Python Forum
IP string manipulation problem - Printable Version

+- Python Forum (https://python-forum.io)
+-- Forum: Python Coding (https://python-forum.io/forum-7.html)
+--- Forum: General Coding Help (https://python-forum.io/forum-8.html)
+--- Thread: IP string manipulation problem (/thread-15734.html)

Pages: 1 2


IP string manipulation problem - TheRealNoob - Jan-29-2019

Dear all,

I'm a complete beginner to Python and I have a question as to which direction I should take to achieve a string manipulation issue.

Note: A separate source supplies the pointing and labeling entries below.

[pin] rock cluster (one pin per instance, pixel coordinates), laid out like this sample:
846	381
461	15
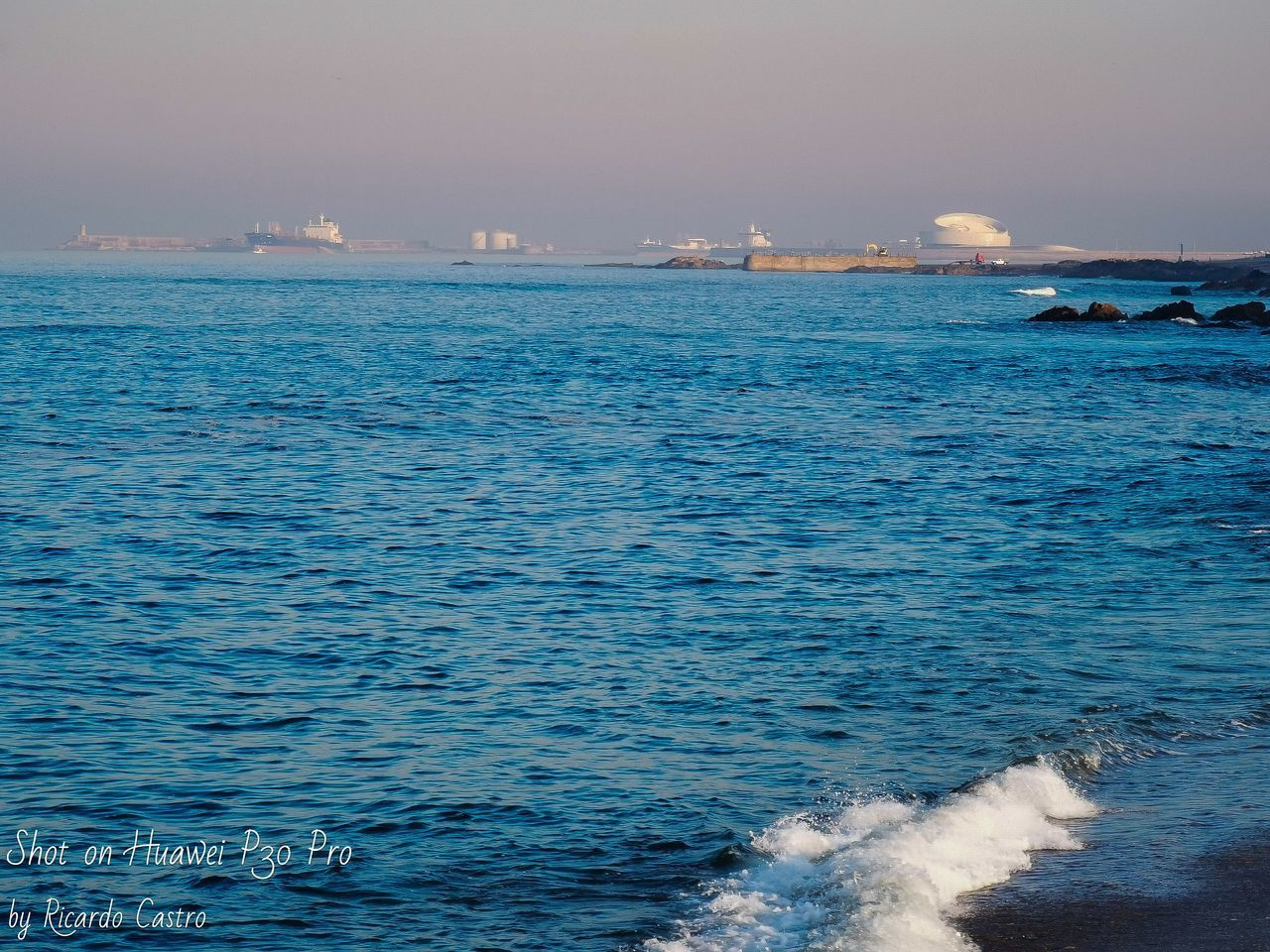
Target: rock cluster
1252	313
1096	311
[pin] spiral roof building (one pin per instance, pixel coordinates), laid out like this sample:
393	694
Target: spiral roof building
966	230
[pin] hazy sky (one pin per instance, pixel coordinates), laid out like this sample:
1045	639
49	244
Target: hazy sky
585	122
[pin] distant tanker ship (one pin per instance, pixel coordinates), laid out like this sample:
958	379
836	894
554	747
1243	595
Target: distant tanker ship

I have a device that gives me lists of IPs(v4) in this form:

10.1.1.0
10.1.1.2
10.1.1.4-10.1.1.5 <-- 2 contiguous numbers
10.1.1.7
10.1.1.11-10.1.1.13 <-- N variable contiguous numbers
10.1.1.21
...

What I need to achieve is a CVS list of all the actual IPs. (10.1.1.0, 10.1.1.2, 10.1.1.4, 10.1.1.5, 10.1.1.7, 10.1.1.11, 10.1.1.12, 10.1.1.13, 10.1.1.21)

I understand this is somewhat complex (certainly for me it is) the IPs can vary from 1 to 3 characters (with values ranging from 0 to 255) for each dot delimited octet, so any fixed char position is not ok.
Also the ranges (10.1.1.3-10.1.1.4) are not fixed; they can vary from 2 to N contiguous IPs.

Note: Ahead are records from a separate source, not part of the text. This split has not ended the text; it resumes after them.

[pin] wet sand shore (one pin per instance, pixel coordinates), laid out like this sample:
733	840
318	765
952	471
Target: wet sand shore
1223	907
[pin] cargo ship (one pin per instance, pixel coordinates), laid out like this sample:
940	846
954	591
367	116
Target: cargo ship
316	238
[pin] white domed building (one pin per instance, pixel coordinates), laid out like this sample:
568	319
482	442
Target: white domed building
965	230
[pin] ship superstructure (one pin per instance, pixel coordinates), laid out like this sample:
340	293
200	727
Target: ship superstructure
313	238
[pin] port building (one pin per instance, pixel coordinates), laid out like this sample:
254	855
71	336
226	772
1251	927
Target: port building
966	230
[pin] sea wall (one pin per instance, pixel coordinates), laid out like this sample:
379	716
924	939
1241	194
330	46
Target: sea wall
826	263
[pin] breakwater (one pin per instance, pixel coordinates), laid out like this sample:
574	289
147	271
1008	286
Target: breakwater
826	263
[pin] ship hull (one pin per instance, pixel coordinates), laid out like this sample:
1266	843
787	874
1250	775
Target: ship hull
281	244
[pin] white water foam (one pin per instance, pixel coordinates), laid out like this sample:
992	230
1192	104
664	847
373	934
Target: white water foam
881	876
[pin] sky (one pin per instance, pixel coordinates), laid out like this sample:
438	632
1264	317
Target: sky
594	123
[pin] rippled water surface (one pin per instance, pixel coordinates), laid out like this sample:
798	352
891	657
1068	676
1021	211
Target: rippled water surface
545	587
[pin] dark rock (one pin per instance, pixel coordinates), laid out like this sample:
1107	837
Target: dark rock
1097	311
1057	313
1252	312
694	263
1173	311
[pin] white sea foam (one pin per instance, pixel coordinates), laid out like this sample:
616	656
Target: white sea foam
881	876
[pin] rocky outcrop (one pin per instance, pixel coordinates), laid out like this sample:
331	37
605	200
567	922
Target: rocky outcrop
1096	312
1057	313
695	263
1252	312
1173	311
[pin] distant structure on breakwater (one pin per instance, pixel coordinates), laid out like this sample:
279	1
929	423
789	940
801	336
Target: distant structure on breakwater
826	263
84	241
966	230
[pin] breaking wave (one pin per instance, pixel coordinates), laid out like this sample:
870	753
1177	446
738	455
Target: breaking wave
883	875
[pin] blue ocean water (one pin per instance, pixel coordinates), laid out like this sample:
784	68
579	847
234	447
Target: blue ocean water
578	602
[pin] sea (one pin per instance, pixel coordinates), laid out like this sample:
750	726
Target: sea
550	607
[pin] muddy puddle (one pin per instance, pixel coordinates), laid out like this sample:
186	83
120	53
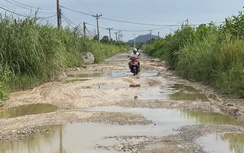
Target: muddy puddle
222	143
113	73
27	110
174	92
87	137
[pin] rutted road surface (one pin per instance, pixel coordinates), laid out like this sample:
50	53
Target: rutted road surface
103	108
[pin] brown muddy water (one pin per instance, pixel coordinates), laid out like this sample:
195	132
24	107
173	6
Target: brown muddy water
27	110
85	137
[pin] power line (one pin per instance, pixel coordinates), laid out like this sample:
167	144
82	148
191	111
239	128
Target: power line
130	22
67	21
84	4
115	20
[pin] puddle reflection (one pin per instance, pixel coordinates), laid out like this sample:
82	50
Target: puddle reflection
27	110
222	143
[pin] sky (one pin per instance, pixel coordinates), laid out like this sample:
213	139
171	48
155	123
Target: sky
131	17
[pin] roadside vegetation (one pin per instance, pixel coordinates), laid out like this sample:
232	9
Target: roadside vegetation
33	53
208	53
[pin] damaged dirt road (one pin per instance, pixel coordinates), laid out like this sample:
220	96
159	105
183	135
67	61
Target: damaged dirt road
103	108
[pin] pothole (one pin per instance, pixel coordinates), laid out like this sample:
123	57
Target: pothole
27	110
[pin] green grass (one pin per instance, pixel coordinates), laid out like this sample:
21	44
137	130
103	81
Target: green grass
32	53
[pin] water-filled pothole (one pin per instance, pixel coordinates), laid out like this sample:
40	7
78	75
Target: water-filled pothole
27	110
176	117
75	80
222	143
84	137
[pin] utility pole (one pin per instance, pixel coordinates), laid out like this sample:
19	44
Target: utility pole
109	29
84	29
134	40
150	35
116	33
58	14
97	17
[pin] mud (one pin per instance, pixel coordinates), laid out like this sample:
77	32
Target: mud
110	84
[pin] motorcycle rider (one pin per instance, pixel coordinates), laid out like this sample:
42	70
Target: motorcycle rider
135	54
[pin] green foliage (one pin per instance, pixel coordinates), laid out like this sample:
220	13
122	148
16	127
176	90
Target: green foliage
208	53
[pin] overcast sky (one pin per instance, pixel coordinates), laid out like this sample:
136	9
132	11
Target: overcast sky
158	13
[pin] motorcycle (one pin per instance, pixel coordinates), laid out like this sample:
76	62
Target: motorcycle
135	65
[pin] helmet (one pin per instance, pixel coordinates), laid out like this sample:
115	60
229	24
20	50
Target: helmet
134	50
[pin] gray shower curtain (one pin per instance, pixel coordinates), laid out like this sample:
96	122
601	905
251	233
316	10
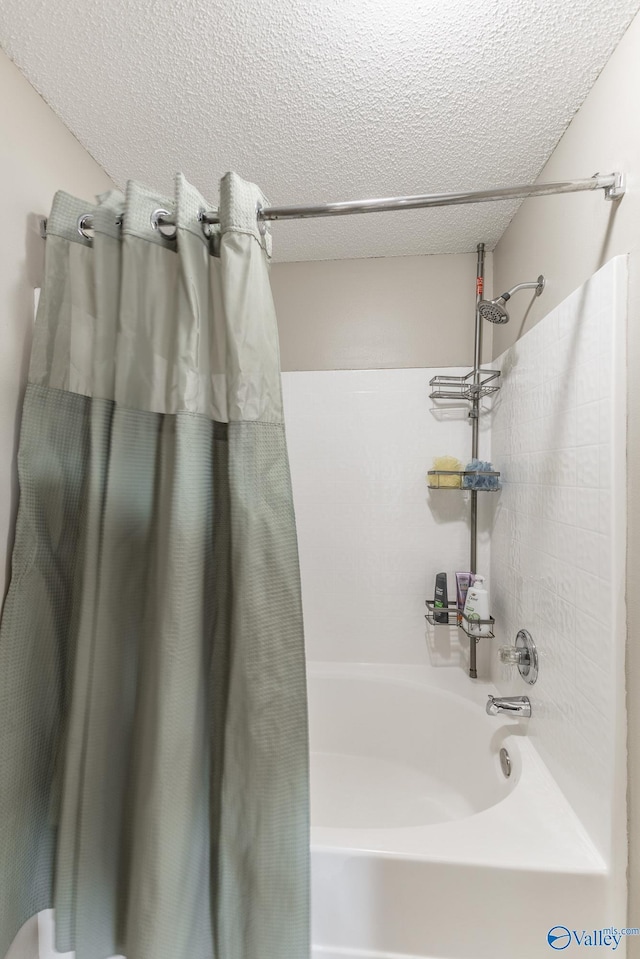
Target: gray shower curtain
153	732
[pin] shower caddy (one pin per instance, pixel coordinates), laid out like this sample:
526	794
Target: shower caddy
472	387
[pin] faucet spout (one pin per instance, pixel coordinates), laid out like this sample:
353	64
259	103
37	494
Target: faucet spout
511	705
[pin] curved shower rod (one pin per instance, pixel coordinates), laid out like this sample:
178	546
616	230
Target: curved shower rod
613	185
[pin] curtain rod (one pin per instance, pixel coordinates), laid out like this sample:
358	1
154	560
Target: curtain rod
613	185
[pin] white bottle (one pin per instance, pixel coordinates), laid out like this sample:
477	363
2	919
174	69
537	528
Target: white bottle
477	607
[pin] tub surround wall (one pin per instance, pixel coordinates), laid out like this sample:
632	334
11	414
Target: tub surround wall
557	549
568	238
371	536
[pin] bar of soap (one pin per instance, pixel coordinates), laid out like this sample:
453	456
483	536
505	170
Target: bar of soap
446	463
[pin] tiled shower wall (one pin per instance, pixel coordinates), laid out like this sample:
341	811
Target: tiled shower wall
371	536
557	548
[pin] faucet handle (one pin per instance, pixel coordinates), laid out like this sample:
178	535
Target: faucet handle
511	705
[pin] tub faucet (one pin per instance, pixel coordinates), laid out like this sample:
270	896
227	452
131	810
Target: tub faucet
511	705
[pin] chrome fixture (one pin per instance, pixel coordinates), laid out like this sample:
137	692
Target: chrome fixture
494	310
524	655
613	185
510	705
505	763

I don't expect anyone to submit a solution, but would you be able to point me as to how best address this problem, let's say in high level code or general direction to pursue?
Is it better to go into a string manipulation direction? But I would not have ideas on how to address the logic of dealing with octets.

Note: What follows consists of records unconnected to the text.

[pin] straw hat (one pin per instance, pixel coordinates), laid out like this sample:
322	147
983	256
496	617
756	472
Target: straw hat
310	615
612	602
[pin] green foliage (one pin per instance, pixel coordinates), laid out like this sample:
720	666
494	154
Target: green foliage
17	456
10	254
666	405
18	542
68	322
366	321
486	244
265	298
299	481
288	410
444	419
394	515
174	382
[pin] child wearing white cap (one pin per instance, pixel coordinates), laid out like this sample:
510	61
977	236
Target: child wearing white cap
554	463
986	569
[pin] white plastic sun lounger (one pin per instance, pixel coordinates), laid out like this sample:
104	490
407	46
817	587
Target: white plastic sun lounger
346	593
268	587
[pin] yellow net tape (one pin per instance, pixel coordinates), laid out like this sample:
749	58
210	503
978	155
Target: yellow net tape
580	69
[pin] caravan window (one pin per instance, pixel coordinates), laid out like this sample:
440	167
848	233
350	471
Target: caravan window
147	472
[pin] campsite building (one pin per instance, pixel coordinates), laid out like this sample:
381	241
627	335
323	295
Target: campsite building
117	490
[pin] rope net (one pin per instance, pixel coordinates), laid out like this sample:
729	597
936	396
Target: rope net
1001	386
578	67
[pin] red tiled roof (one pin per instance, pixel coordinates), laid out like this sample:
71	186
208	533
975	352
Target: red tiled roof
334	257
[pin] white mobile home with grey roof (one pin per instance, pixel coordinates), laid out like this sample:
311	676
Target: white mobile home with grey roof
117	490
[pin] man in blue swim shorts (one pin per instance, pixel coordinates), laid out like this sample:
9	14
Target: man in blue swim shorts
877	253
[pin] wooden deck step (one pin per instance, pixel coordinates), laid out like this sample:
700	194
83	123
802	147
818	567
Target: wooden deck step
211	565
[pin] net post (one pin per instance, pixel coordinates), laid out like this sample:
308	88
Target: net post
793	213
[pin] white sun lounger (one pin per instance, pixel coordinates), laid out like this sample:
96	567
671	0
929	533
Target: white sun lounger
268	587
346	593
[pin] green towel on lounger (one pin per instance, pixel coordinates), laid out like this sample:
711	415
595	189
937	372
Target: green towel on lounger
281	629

Is there a way to deal with this list with the ipaddress.IPv4Address primitives? any suggestion?

I will be happy to update this post with my developments/stages.

Thank you for your help!


RE: IP string manipulation problem - buran - Jan-29-2019

Have a look at ipaddress module.
Also, some string manipulation will be required


RE: IP string manipulation problem - perfringo - Jan-29-2019

Following code tries to construct IPv4 address, if it fails then extracts ip addresses last numbers and first three groups and constructs addresses for that range:

import ipaddress

addresses = ['10.1.1.0','10.1.1.2', '10.1.1.4-10.1.1.5',
             '10.1.1.7', '10.1.1.11-10.1.1.13', '10.1.1.21']

new = list()

for addr in addresses:
    try:
        ipaddress.IPv4Address(addr)
        new.append(addr)
    except ipaddress.AddressValueError:
        first, last = [int(el.split('.')[-1]) for el in addr.split('-')]
        triplet = addr[:addr.split('-')[0].rindex('.')]
        for i in range(first, last + 1):
            new.append(f'{triplet}.{i}')
Result is (list 'new'):
Output:
['10.1.1.0', '10.1.1.2', '10.1.1.4', '10.1.1.5', '10.1.1.7', '10.1.1.11', '10.1.1.12', '10.1.1.13', '10.1.1.21']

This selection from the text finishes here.